Un clásico de la ciudad con comida de toda la vida
Tradición catalana con identidad propia
Ubicado en pleno Raval, Ca L’Isidre ha construido su reputación sobre una base muy clara gracias a su respeto absoluto por la cocina tradicional catalana y mediterránea. Desde su apertura, el restaurante ha apostado por recetas de siempre, elaboradas con técnica y con una materia prima cuidada.
La clave de su propuesta está en el producto. Trabajan con ingredientes de temporada y de proximidad, lo que permite mantener una carta viva, adaptada a cada momento del año. A partir de ahí, añaden pequeños toques creativos que actualizan los platos sin perder su esencia. Este equilibrio entre tradición y modernidad es precisamente lo que ha consolidado al restaurante como uno de los clásicos de Barcelona. No busca sorprender con artificios, sino ofrecer una experiencia sólida, coherente y reconocible.

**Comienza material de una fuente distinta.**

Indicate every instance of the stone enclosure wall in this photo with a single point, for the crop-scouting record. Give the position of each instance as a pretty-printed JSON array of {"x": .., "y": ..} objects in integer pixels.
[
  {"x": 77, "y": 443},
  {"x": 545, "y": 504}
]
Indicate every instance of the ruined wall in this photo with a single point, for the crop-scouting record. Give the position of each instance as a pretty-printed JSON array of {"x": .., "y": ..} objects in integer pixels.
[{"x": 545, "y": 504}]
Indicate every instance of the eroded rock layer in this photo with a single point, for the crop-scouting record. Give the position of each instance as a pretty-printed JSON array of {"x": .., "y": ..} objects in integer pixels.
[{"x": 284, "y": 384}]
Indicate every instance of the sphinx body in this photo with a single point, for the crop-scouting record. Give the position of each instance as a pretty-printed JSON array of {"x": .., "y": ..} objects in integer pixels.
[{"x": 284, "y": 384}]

Una experiencia accesible en el corazón del Raval
La realidad es que, a pesar de su prestigio, Ca L’Isidre mantiene una propuesta relativamente accesible. Es posible disfrutar de platos en torno a los 25 euros, una cifra que lo sitúa en una franja intermedia dentro de la oferta gastronómica de la ciudad.
Esto lo convierte en una opción atractiva tanto para locales como para visitantes que buscan una experiencia auténtica sin necesidad de acudir a restaurantes de precios elevados. Además, su ubicación en el Raval añade un componente especial. El barrio, conocido por su diversidad y su carácter dinámico, ofrece un entorno diferente al de otras zonas más turísticas. Comer aquí no es solo una cuestión de gastronomía, sino también de contexto y ambiente. La elección de Woody Allen no es casual. En un sector donde las tendencias cambian constantemente, Ca L’Isidre ha sabido mantenerse fiel a su identidad. Más de 50 años después, sigue siendo un lugar de referencia para quienes valoran la cocina bien hecha.
Además, el hecho de que figuras internacionales repitan visita refuerza su prestigio. No se trata de un restaurante de moda, sino de un clásico consolidado que ha superado el paso del tiempo. Así pues, en una ciudad con una oferta gastronómica cada vez más amplia, Ca L’Isidre demuestra que la tradición sigue teniendo un lugar destacado. Y si alguien como Woody Allen lo elige cada vez que pisa Barcelona, el mensaje es claro: aquí se come bien, sin necesidad de artificios.